The landlocked country, wedged between China and Russia, is mired in debt following a slump in commodity prices, a precipitous drop in foreign investment and a rapidly declining currency, forcing the government to hike interest rates and slash spending.
It sits on vast, untapped mineral wealth but inadequate transportation infrastructure has held back development, with several proposed railway projects to ship copper, coal and gold to China long out of reach because of prohibitive costs and arguments over security.
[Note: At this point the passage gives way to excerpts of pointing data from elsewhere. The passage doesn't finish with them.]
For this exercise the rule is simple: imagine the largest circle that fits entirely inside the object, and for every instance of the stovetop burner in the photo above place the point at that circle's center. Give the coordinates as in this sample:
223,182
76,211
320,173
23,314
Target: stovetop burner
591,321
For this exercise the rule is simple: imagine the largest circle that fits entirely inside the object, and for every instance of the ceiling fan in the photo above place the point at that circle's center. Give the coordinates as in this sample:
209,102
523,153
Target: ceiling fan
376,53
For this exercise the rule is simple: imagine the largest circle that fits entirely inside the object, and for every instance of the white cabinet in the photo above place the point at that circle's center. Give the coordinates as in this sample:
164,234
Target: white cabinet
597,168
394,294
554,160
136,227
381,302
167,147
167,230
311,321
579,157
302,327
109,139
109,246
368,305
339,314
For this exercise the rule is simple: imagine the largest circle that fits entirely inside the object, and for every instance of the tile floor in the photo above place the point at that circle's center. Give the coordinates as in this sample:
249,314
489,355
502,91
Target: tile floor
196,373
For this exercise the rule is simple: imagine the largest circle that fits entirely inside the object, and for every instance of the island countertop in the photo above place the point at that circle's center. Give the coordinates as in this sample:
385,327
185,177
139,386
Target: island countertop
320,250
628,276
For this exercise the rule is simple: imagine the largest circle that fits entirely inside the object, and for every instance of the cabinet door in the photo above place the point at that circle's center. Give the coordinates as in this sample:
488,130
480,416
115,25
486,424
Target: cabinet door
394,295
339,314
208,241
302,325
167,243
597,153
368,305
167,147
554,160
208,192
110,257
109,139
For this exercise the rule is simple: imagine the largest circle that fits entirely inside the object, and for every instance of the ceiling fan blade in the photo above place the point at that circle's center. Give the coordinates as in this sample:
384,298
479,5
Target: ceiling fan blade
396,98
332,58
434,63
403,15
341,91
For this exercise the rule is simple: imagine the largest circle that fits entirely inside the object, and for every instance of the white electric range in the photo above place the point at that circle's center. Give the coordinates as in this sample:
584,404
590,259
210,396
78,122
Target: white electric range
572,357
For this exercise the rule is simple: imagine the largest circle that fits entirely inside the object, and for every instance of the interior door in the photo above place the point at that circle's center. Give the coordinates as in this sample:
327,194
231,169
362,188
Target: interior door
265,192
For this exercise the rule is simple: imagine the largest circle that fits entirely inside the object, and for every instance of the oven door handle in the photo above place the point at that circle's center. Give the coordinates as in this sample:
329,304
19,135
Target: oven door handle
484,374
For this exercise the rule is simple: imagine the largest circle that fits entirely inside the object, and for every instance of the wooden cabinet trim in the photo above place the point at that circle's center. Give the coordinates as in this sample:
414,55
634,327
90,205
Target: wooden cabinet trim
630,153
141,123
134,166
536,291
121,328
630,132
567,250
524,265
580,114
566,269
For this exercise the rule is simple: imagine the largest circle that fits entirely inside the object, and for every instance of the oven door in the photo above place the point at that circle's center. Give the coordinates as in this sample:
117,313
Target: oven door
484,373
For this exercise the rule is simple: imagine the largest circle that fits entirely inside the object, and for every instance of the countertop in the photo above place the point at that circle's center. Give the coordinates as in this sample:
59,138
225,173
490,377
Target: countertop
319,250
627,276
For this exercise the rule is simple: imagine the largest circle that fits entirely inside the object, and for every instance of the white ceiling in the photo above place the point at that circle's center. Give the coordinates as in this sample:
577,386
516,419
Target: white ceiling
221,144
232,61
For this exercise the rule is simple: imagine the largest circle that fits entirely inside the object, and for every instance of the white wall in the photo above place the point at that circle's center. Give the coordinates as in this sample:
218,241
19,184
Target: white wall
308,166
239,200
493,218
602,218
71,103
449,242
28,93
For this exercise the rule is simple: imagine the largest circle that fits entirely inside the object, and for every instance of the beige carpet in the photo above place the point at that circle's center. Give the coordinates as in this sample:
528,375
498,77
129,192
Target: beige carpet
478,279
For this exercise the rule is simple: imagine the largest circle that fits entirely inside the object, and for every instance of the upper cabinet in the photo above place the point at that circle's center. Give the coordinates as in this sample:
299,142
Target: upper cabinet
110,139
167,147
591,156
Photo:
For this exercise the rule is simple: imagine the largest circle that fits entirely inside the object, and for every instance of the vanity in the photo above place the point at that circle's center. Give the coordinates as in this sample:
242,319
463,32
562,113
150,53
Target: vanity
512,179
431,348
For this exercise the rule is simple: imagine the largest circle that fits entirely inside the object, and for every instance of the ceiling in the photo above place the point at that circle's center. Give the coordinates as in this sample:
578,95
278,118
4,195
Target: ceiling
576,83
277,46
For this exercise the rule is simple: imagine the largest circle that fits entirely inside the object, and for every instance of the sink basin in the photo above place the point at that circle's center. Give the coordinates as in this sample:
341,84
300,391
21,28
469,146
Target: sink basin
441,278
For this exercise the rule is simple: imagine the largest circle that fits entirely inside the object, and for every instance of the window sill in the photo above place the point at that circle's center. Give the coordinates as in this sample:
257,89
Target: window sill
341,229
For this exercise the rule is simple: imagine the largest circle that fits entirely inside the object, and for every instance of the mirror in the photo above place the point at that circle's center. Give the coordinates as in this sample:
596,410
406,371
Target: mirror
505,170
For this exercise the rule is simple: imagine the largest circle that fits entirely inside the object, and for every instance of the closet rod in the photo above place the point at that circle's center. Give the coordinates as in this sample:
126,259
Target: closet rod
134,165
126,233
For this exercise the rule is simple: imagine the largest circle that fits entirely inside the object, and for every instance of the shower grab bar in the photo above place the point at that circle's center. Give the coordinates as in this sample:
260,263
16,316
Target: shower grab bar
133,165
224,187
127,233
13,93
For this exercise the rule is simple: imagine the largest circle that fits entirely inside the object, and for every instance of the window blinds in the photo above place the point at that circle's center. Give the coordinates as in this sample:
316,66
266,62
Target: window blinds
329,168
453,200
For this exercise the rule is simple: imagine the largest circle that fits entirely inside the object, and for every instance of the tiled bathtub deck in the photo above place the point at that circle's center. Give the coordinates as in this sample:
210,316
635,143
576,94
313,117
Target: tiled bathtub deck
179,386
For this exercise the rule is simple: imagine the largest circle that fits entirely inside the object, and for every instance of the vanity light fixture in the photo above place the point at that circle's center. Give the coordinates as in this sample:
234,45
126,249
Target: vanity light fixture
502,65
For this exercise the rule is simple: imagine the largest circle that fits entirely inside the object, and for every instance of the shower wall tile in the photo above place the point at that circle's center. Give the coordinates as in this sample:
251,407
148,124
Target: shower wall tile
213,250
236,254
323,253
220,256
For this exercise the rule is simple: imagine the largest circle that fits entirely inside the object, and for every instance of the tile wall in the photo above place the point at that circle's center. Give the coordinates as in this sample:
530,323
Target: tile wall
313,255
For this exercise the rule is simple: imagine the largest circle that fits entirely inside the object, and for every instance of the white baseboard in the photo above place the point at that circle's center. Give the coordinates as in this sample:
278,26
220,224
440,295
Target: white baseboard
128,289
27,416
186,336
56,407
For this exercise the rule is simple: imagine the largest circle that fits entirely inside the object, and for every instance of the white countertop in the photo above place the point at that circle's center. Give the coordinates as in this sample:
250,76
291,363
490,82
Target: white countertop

But China’s “One Belt One Road” project, along with another initiative to create an “economic corridor” connecting it to Mongolia and Russia, has provided opportunities for Mongolia to kickstart new projects, including the expansion of the Trans-Mongolian railway and construction of a new route going east, said Yondon Manlaibayar, an adviser to Mongolia’s Ministry of Roads and Transportation Development.
Manlaibayar said Mongolia plans over the next four years to bolster railway capacity and build new routes that will eventually connect it to a trading route spanning from China to Europe.
“It will go forward,” Manlaibayar told Reuters. “We’ve been a driving force for the economic corridor,” he said.
The corridor agreement signed by Mongolia, China and Russia in June committed the countries to upgrading regional rail transport by modernising existing capacity and building new routes.
Mongolia wants to find financing to build 550 km (342 miles) of new railways, and plans to expand existing routes.
Manlaibayar didn’t say how much Mongolia would seek to borrow to finance the projects, but said preliminary discussions have already been held with the AIIB. A spokesman for the AIIB declined to comment when contacted by Reuters on Tuesday.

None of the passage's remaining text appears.